Even when I do get paid it will barely be enough to cover the monthly expenses. There won’t be enough to pay two months of delinquent mortgage payments.

Virginia may be able to spare a few hundred bucks, but I would feel guilty even asking her. I know how tight their budget is already. With our parents gone, she’s the only family I’ve got. 

When I spot two of the students from my undergraduate class at the end of the hallway looking suspicious, almost like they’re getting ready to do a drug deal, my curiosity is piqued. Sydney and Mallory definitely don’t look like girls who use drugs, not that I’m an expert at that sort of thing.
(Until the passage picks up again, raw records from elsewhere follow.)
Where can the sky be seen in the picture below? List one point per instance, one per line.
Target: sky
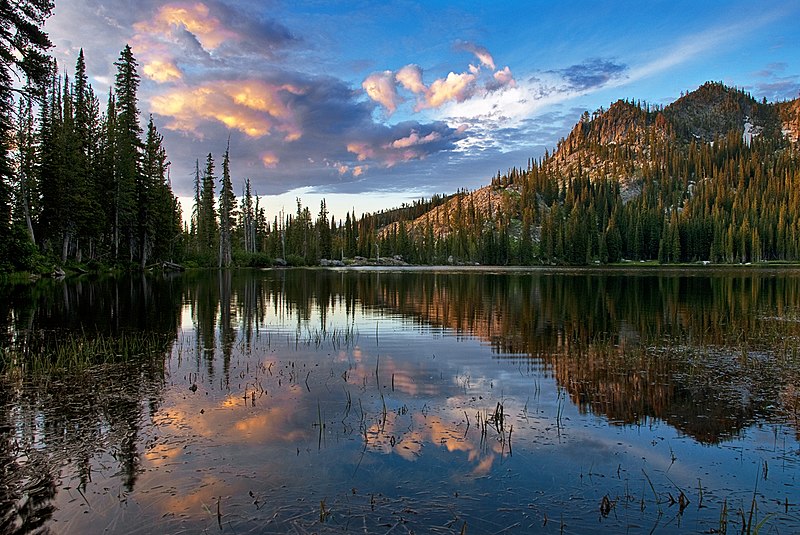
(370, 105)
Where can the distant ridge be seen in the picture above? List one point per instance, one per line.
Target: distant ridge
(711, 137)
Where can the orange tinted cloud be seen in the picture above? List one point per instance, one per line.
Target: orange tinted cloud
(253, 107)
(505, 78)
(192, 17)
(269, 159)
(162, 71)
(414, 139)
(380, 88)
(458, 87)
(361, 150)
(410, 77)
I get woozy just using cough syrup.

As nonchalantly as I can I move close enough to hear their conversation as I pretend to read emails on my cellphone.

“I’m not lying. My cousin makes five thousand a month,” Sydney says.

Maybe I was right about the drug dealing after all.

Mallory shakes her head. “I don’t know. It sounds too good to be true.”

“They’re rich, old horny guys who want to bang college girls. My cousin, December, told me she only has to have sex with the guy once a week. That’s all he wants.”

I bite my bottom lip so my jaw doesn’t drop. They’re considering selling their bodies for money? Prostitution?

“Wouldn’t that make me a whore?” Mallory asks.

Sydney shakes her head. “It’s not like that. You sleep with the same guy. He pays you to be like his girlfriend.”